Ballard held the card up as if to ask, is this all you’ve got?
“You’ll do the IR today, right?” she asked.
“As soon as we get out of here,” Black said.
Ballard nodded. She needed the incident report as the starting point of the investigation.
“Well, I’ve got it from here,” she said. “You can go back to the six and write it up.”
“And you can go to hell, Ballard,” McGee said.
He didn’t move. Black grabbed him by the arm and pulled him toward the door.
“Let’s just go, dude,” he said. “Let it go.”
Ballard waited to see how McGee wanted to play it. There was a tense moment of silence and then he turned and followed his partner out to the parking lot.
Ballard took a breath and turned toward the admittance desk. The receiving nurse, Sandra, smiled at her, having heard the exchange.
“You tell ’em, Renée,” she said. “Your victim’s in room three with Martha.
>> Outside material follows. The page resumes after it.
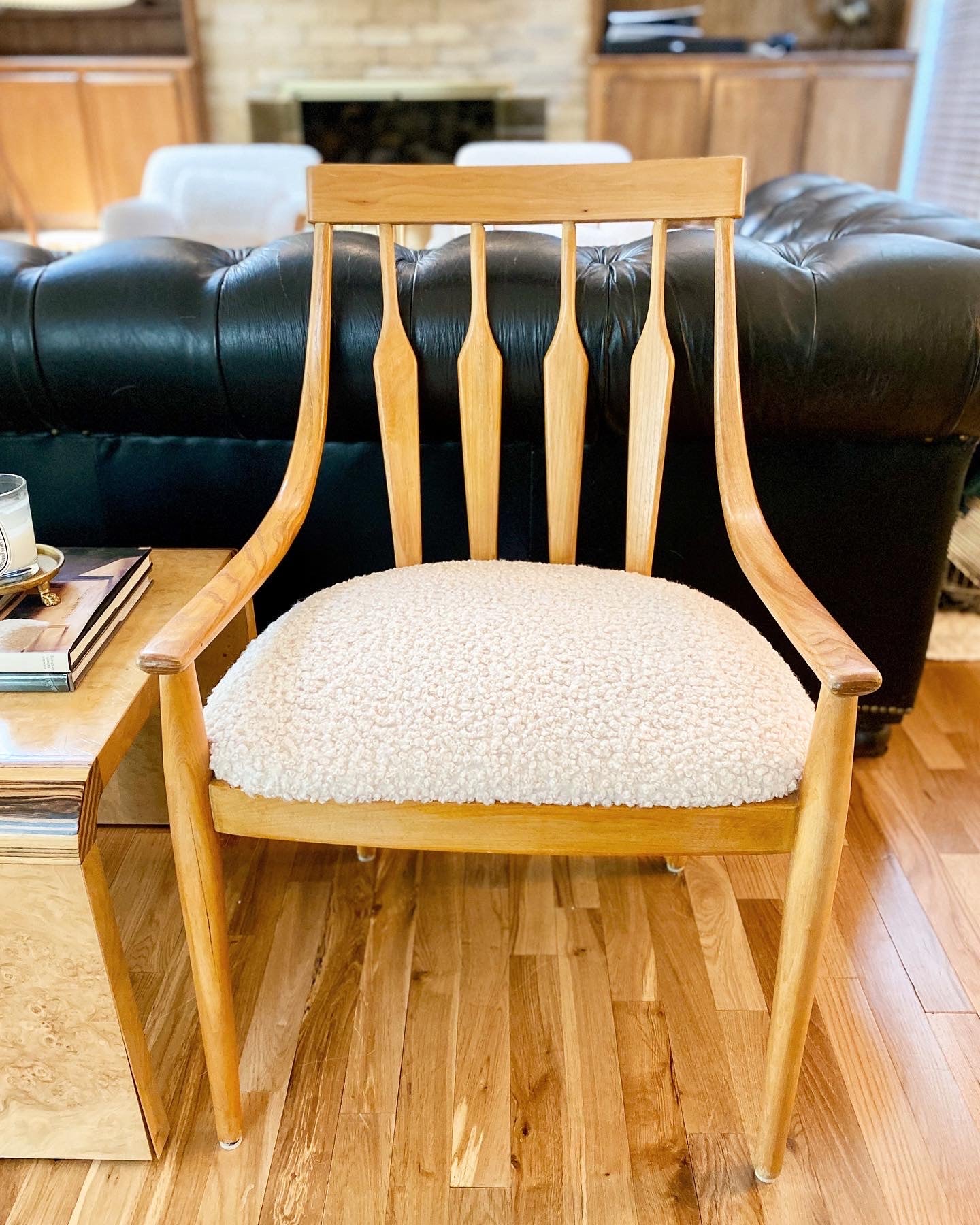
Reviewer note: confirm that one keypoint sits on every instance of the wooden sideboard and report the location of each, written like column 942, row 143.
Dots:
column 833, row 113
column 78, row 131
I’ll let her know you’ll be in the hallway.”
“Thanks,” Ballard said.
Ballard went behind the desk and down the short hallway, which had doors to four examination rooms. Ballard had been there at times when all four contained victims of sexual assault.
The hallway was pastel blue and a mural of flowers had been added, growing from the baseboard, in an attempt to make things seem more pleasant in a place where horrors were documented. On the wall between rooms 1 and 3 was a billboard with various posted offerings of post-traumatic stress therapy and self-defense classes. Ballard was studying a business card tacked to the board that offered firearms instruction from a retired LAPD officer named Henrik Bastin. She found herself hoping that he got a lot of business out of this place.
The door to room 3 opened and Dr. Martha Fallon stepped out, pulling the door closed behind her. She smiled despite the circumstances.
“Hey, Renée,” she said.
“Martha,” Ballard said. “No holiday for you, huh?”
“I guess when rape takes a holiday, we’ll get one, too. Sorry, that sounded trite and I didn’t mean it that way.”
“How is Cynthia?”
“She prefers Cindy. She’s, uh, well, she’s on the dark side of the moon.”
Ballard had heard Fallon use the phrase before. The dark side of the moon was where people lived who had been through what Cindy Carpenter had just been through. Where a few dark hours changed everything about every hour that would come after. The place that only the people who had been through it understood.
Life was never the same.
“You may have heard — she bathed,” Fallon said. “We didn’t get anything, not that it really matters.”
Ballard took that last part to be a reference to the backlog of rape kits waiting to be opened at the Forensics Unit for DNA typing and other evidentiary analysis. That fact alone seemed to stand for where the department and half of society, let alone Officer McGee, located sexual assault on the spectrum of serious crime. Every few years, there was a political outcry and money was found to process the backlog of rape cases. But then the furor subsided and the cases started backing up again. It was a cycle that never ended.
Fallon’s report was no surprise to Ballard. There had been no DNA recovered in the other two Midnight Men cases either. The unknown perpetrators planned and executed their crimes carefully. The cases were connected simply by modus operandi and the rarity of a tag team pair of rapists. It was in fact so rare that it had its own acronym, MOSA — multiple offender sexual assault.
“Are you finished?” Ballard asked. “Can I talk to her?”
“Yes, I told her you were here,” Fallon said.
“How is she?”
Ballard knew the victim wasn’t doing well. Her question referred to the level of psychological trauma within the range known to Fallon from treating thousands of rape survivors over the years, with stranger rapes being the most difficult to deal with.
“She’s not good,” Fallon said. “But you’re in luck, because right now she’s angry, and that’s a good time to talk. Once she has more time to think, it will be more difficult. She’ll pull into her shell.”
“Right,” Ballard said. “I’ll go in.”
“I’ll get her some take-home clothes,” Fallon said. “I assumed you would take her walk-in clothes and bagged them.”
The women went in opposite directions. Ballard moved to the door to room 3 but stood outside for a moment and read what Officer Black had put down on the FI card he had filled out while transporting Cindy Carpenter to the RTC.